Davide Orbolato è China Country manager di Cavit. «Sarebbe meglio che i cinesi facessero meno operazioni commerciali e lavorassero di più sulla qualità del vino», dice. «Dovrebbero consolidare il proprio brand per vendere sempre più e sempre meglio sia in Cina sia all’estero, non comprare il vino da altri».
«Sai che c’è? Non credono nel prodotto, per loro è un investimento che si accompagna alla proprietà immobiliare», aggiunge Salamini. «Diventano delle finanziarie. Trovano che in Spagna qualcuno vende la cantina per due lire, si fanno forza del renminbi forte – finché dura – e convertono la moneta in bene. Ma i driver sono il guadagno immediato nell’arco di cinque anni, mentre sappiamo benissimo che il vino richiede altri modi e altri tempi. Se poi il renmimbi scende, hanno sempre il bene immobile in Spagna o il castello della Loira alla periferia di Pechino».
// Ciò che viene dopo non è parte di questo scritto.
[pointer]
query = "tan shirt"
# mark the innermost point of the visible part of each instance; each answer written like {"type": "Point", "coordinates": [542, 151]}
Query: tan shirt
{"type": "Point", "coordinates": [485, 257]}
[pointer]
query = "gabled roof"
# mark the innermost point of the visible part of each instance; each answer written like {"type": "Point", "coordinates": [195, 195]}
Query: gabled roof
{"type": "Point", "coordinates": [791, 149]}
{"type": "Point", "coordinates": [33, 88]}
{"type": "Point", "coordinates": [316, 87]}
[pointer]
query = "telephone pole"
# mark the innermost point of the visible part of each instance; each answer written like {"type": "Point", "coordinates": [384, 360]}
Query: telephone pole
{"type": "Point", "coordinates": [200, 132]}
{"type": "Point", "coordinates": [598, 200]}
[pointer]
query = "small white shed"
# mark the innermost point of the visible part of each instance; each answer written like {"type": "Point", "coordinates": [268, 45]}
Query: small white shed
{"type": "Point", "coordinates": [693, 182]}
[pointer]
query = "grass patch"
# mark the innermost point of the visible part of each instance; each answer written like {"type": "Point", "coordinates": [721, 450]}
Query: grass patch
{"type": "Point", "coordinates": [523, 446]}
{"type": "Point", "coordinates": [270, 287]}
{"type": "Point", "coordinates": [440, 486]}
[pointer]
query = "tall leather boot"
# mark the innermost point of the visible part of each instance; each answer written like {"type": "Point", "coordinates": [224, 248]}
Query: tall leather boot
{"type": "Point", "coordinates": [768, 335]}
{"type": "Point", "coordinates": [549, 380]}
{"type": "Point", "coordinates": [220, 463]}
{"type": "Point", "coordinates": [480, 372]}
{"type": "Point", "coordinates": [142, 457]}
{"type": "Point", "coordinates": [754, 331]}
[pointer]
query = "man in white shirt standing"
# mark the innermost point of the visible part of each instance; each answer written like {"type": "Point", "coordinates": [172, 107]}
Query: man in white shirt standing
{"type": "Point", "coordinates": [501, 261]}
Senza voler fare rischiose recensioni sull’effettiva qualità del vino di Changyu – ché non ne siamo capaci, ma la vox populi (occidentale) non appare troppo convinta – il problema qui appare quello della sostituzione di una filosofia di cura del prodotto con una di commercializzazione spinta. Si possono immaginare scenari apocalittici, con quei 400 milioni di bottigli che invadono il mercato spagnolo e poi, forse, quello europeo. Che impatto può avere il «vino del Drago» sulle nostre abitudini al bere?
La domanda è la stessa che rimbalza ogni volta che la Cina si lancia nella corsa globale: saremo noi a cambiarla o sarà lei a cambiare noi?